Conclusion: if you just need to copy data that fits L1 cache, just 4 cycles to copy 64 bytes of data is excellent, and you don't need to use XMM registers!
#REP MOVSD/MOVSQ is the universal solution that works excellent on all Intel processors (no ERMSB required) if the data fits L1 cache #
Here are the tests of REP MOVS* when the source and destination was in the L1 cache, of blocks large enough to not be seriously affected by startup costs, but not that large to exceed the L1 cache size. Source: http://users.atw.hu/instlatx64/
Yonah (2006-2008)
REP MOVSB 10.91 B/c
REP MOVSW 10.85 B/c
REP MOVSD 11.05 B/c
Nehalem (2009-2010)
REP MOVSB 25.32 B/c
REP MOVSW 19.72 B/c
REP MOVSD 27.56 B/c
REP MOVSQ 27.54 B/c
Westmere (2010-2011)
REP MOVSB 21.14 B/c
REP MOVSW 19.11 B/c
REP MOVSD 24.27 B/c
Ivy Bridge (2012-2013) - with Enhanced REP MOVSB (all subsequent CPUs also have Enhanced REP MOVSB)
REP MOVSB 28.72 B/c
REP MOVSW 19.40 B/c
REP MOVSD 27.96 B/c
REP MOVSQ 27.89 B/c
SkyLake (2015-2016)
REP MOVSB 57.59 B/c
REP MOVSW 58.20 B/c
REP MOVSD 58.10 B/c
REP MOVSQ 57.59 B/c
Kaby Lake (2016-2017)
REP MOVSB 58.00 B/c
REP MOVSW 57.69 B/c
REP MOVSD 58.00 B/c
REP MOVSQ 57.89 B/c
Cannon Lake, mobile (May 2018 - February 2020)
REP MOVSB 107.44 B/c
REP MOVSW 106.74 B/c
REP MOVSD 107.08 B/c
REP MOVSQ 107.08 B/c
Cascade lake, server (April 2019)
REP MOVSB 58.72 B/c
REP MOVSW 58.51 B/c
REP MOVSD 58.51 B/c
REP MOVSQ 58.20 B/c
Comet Lake, desktop, workstation, mobile (August 2019)
REP MOVSB 58.72 B/c
REP MOVSW 58.62 B/c
REP MOVSD 58.72 B/c
REP MOVSQ 58.72 B/c
Ice Lake, mobile (September 2019)
REP MOVSB 102.40 B/c
REP MOVSW 101.14 B/c
REP MOVSD 101.14 B/c
REP MOVSQ 101.14 B/c
Tremont, low power (September, 2020)
REP MOVSB 119.84 B/c
REP MOVSW 121.78 B/c
REP MOVSD 121.78 B/c
REP MOVSQ 121.78 B/c
Tiger Lake, mobile (October, 2020)
REP MOVSB 93.27 B/c
REP MOVSW 93.09 B/c
REP MOVSD 93.09 B/c
REP MOVSQ 93.09 B/c
As you see, the implementation of REP MOVS differs significantly from one microarchitecture to another.
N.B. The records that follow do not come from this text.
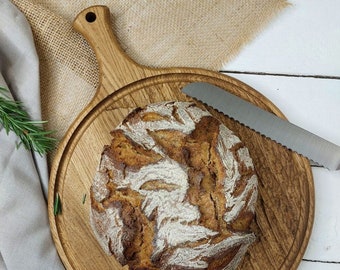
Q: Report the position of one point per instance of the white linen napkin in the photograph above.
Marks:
(25, 239)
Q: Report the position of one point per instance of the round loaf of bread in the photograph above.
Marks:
(176, 189)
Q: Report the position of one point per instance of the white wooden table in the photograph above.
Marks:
(295, 62)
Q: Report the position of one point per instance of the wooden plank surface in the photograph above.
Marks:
(285, 210)
(300, 51)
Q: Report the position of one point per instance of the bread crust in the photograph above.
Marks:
(176, 189)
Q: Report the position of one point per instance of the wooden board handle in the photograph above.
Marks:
(115, 67)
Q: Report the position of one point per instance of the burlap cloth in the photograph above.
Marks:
(203, 34)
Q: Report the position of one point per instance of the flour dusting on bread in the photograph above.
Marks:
(176, 189)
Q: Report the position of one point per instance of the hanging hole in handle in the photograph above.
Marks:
(90, 17)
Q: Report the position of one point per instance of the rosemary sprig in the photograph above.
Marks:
(13, 117)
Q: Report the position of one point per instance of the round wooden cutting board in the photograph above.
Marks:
(285, 207)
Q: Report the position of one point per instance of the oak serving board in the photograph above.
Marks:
(285, 208)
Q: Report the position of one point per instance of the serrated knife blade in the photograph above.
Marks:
(313, 147)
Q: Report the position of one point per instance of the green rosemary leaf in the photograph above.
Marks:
(13, 117)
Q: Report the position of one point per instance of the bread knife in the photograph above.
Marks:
(315, 148)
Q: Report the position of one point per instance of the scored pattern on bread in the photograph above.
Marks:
(176, 189)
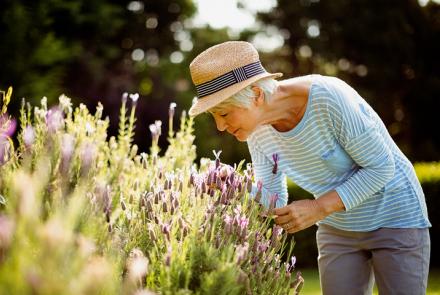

On some processors, like Ivy Bridge - REP MOVSB is fastest, albeit just slightly faster than REP MOVSD/MOVSQ, but no doubt that on all processors since Nehalem, REP MOVSD/MOVSQ works very well - you even don't need "Enhanced REP MOVSB", since, on Ivy Bridge (2013) with Enhacnced REP MOVSB, REP MOVSD shows the same byte per clock data as on Nehalem (2010) without Enhacnced REP MOVSB, while in fact REP MOVSB became very fast only since SkyLake (2015) - twice as fast as on Ivy Bridge. So this Enhacnced REP MOVSB bit in the CPUID may be confusing - it only shows that REP MOVSB
per se is OK, but not that any REP MOVS*
is faster.
The most confusing ERMBSB implementation is on the Ivy Bridge microarchitecture. Yes, on very old processors, before ERMSB, REP MOVS* for large blocks did use a cache protocol feature that is not available to regular code (no-RFO). But this protocol is no longer used on Ivy Bridge that has ERMSB. According to Andy Glew's comments on an answer to "why are complicated memcpy/memset superior?" from a Peter Cordes answer, a cache protocol feature that is not available to regular code was once used on older processors, but no longer on Ivy Bridge. And there comes an explanation of why the startup costs are so high for REP MOVS*: „The large overhead for choosing and setting up the right method is mainly due to the lack of microcode branch prediction”. There has also been an interesting note that Pentium Pro (P6) in 1996 implemented REP MOVS* with 64 bit microcode loads and stores and a no-RFO cache protocol - they did not violate memory ordering, unlike ERMSB in Ivy Bridge.